Stablecoins are transferring past crypto buying and selling desks into real-world funds—however comfort comes at a value.
New knowledge from the New York-based blockchain analytics agency Artemis reveals speedy progress in stablecoin funds throughout sectors, at the same time as charges typically match or exceed these in conventional finance.
Abstract
- Artemis experiences $136 billion in stablecoin funds from 33 corporations between January 2023 and August 2025, with B2B transactions main at $76 billion yearly.
- Tether’s USDT instructions 85% of the stablecoin market, totally on the Tron blockchain, adopted by USDC.
- Stablecoin funds face excessive charges, particularly on exchanges, and stay small in comparison with conventional monetary techniques, with blockchain congestion additional escalating prices.
Artemis surveyed 22 stablecoin fee corporations and supplemented estimates from 11 others, attributing $136 billion in stablecoin transactions between January 2023 and August 2025, with an annualized run price of $122 billion. By way of exercise:
- B2B funds lead the pack ($76 billion annualized)

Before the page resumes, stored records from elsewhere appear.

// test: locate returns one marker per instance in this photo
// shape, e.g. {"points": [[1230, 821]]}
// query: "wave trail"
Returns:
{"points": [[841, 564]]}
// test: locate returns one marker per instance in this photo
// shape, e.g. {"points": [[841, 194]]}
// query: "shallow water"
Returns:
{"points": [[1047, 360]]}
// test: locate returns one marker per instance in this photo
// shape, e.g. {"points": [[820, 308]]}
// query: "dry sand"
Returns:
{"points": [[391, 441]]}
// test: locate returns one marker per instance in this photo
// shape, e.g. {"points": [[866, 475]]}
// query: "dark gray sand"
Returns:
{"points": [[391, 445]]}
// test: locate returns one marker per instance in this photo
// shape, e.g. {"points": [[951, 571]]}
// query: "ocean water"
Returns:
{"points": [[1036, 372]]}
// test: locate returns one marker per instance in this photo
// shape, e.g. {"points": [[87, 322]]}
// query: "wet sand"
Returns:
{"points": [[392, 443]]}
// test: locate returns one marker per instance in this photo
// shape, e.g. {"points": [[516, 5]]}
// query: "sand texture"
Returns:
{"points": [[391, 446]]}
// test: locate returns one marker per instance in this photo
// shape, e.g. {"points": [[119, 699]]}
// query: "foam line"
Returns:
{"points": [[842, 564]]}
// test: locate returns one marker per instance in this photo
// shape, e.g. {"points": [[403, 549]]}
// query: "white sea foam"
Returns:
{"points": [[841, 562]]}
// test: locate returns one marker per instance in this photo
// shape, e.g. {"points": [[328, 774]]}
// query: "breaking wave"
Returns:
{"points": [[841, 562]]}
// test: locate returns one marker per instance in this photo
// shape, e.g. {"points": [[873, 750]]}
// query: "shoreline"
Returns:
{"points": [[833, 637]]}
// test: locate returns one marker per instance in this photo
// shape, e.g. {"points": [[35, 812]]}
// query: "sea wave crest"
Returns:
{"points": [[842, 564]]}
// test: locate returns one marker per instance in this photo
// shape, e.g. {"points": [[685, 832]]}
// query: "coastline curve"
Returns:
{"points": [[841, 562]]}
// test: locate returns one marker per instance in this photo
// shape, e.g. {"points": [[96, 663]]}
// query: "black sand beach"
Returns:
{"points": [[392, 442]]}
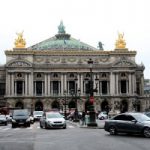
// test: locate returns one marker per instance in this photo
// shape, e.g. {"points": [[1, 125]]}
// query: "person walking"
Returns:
{"points": [[83, 118]]}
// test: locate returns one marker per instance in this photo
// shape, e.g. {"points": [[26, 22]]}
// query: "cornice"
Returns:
{"points": [[68, 52]]}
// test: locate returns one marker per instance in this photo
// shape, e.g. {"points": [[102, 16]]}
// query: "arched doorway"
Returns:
{"points": [[39, 106], [19, 105], [87, 106], [55, 105], [71, 105], [105, 106], [124, 106]]}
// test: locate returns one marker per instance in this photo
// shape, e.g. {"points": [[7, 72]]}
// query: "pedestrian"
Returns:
{"points": [[83, 118]]}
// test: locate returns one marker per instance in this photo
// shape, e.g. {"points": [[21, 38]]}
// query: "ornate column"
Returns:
{"points": [[112, 84], [62, 84], [45, 85], [81, 83], [48, 85], [15, 91], [117, 89], [26, 84], [11, 88], [31, 86], [130, 84], [65, 82]]}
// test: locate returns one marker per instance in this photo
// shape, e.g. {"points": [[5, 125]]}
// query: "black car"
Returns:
{"points": [[3, 120], [20, 117], [147, 114], [133, 123]]}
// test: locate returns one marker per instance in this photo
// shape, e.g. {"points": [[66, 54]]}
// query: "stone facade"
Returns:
{"points": [[37, 79]]}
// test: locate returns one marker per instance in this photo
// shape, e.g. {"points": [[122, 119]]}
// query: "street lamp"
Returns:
{"points": [[65, 92], [92, 114], [76, 94]]}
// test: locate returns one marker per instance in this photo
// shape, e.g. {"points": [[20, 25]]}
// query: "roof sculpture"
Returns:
{"points": [[61, 41], [120, 42], [20, 42]]}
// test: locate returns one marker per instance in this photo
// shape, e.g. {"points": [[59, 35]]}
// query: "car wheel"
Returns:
{"points": [[64, 127], [112, 130], [46, 127], [41, 125], [13, 126], [102, 118], [146, 132]]}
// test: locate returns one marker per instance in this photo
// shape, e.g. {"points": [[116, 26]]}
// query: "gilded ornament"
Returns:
{"points": [[120, 42], [20, 42]]}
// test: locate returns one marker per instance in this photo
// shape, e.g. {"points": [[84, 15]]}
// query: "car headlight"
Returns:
{"points": [[28, 120], [49, 121], [13, 120]]}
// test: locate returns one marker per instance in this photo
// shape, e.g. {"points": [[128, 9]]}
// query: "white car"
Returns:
{"points": [[102, 115], [37, 115], [52, 120]]}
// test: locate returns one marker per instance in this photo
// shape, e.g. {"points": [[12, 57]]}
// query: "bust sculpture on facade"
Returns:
{"points": [[100, 46], [20, 42], [61, 28]]}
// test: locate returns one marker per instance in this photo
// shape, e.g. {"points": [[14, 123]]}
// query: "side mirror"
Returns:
{"points": [[134, 121]]}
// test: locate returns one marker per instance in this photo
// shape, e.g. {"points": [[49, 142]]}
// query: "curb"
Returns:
{"points": [[88, 127]]}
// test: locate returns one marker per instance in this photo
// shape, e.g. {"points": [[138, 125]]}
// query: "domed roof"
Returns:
{"points": [[61, 41]]}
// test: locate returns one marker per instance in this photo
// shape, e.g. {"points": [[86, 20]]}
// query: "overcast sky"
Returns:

- Peer-to-peer ($19 billion)
- Card-linked ($18 billion)
- B2C ($3.3 billion)
- Prefunding ($3.6 billion).
Tether’s USDT dominates with 85% of quantity, adopted by Circle’s USDC, totally on Tron, Ethereum, Binance Good Chain, and Polygon.
Stablecoin evolution
Artemis co-founder Anthony Yim and knowledge scientist Andrew Van Aken observe that stablecoins have advanced from dealer instruments to a mainstream fee technique. Main corporations like Visa, Mastercard, PayPal and Stripe are integrating them.
The dataset is being touted as probably the most complete to this point, masking 33 corporations and representing the vast majority of rising stablecoin fee quantity.
However progress has a draw back: whereas peer-to-peer transfers on environment friendly blockchains like Solana can price fractions of a cent, change and conversion charges—together with buying and selling charges, community transfers, and FX spreads—can rapidly erode that benefit.
Shark Tank choose Kevin O’Leary just lately highlighted the ache level on X: Ethereum community congestion drove charges previous $1,000 for small transactions, underscoring persistent price challenges.
“That’s like paying a thousand-dollar toll to drive on a one-lane freeway,” he stated. “It proves what I’ve been saying for years: when actual site visitors hits the system, it cracks beneath stress.”
O’Leary added:
“For over a decade we’ve talked about going on-chain, and now with real-world adoption lastly taking place, the cracks are displaying. Innovation isn’t nearly hype or hypothesis, it’s about constructing infrastructure that may really deal with scale.”
Stablecoin regulation, conflicts of curiosity
The report arrives months after President Donald Trump signed the Genius Act, which established a federal framework for stablecoin issuers. Critics say it did little to deal with shopper safety or conflicts of curiosity.
For instance, Trump and his household management round 60% of World Liberty Monetary, a crypto enterprise that launched its personal stablecoin, USD1. The agency just lately gained momentum when a $2 billion funding fund within the United Arab Emirates used USD1 to amass a stake in Binance, the globe’s largest crypto change.
This week, Trump pardoned Binance founder Changpeng Zhao, who served jail time after failing to forestall felony money-moving exercise on his platform.
As with different stablecoins, USD1 is pegged to fastened belongings, such because the U.S. greenback, permitting issuers to generate income by accumulating curiosity on Treasury bonds and different reserves backing the token.
Nonetheless, Artemis’ findings illustrate that stablecoin funds are surging throughout enterprise and shopper channels, regardless of remaining small relative to conventional techniques.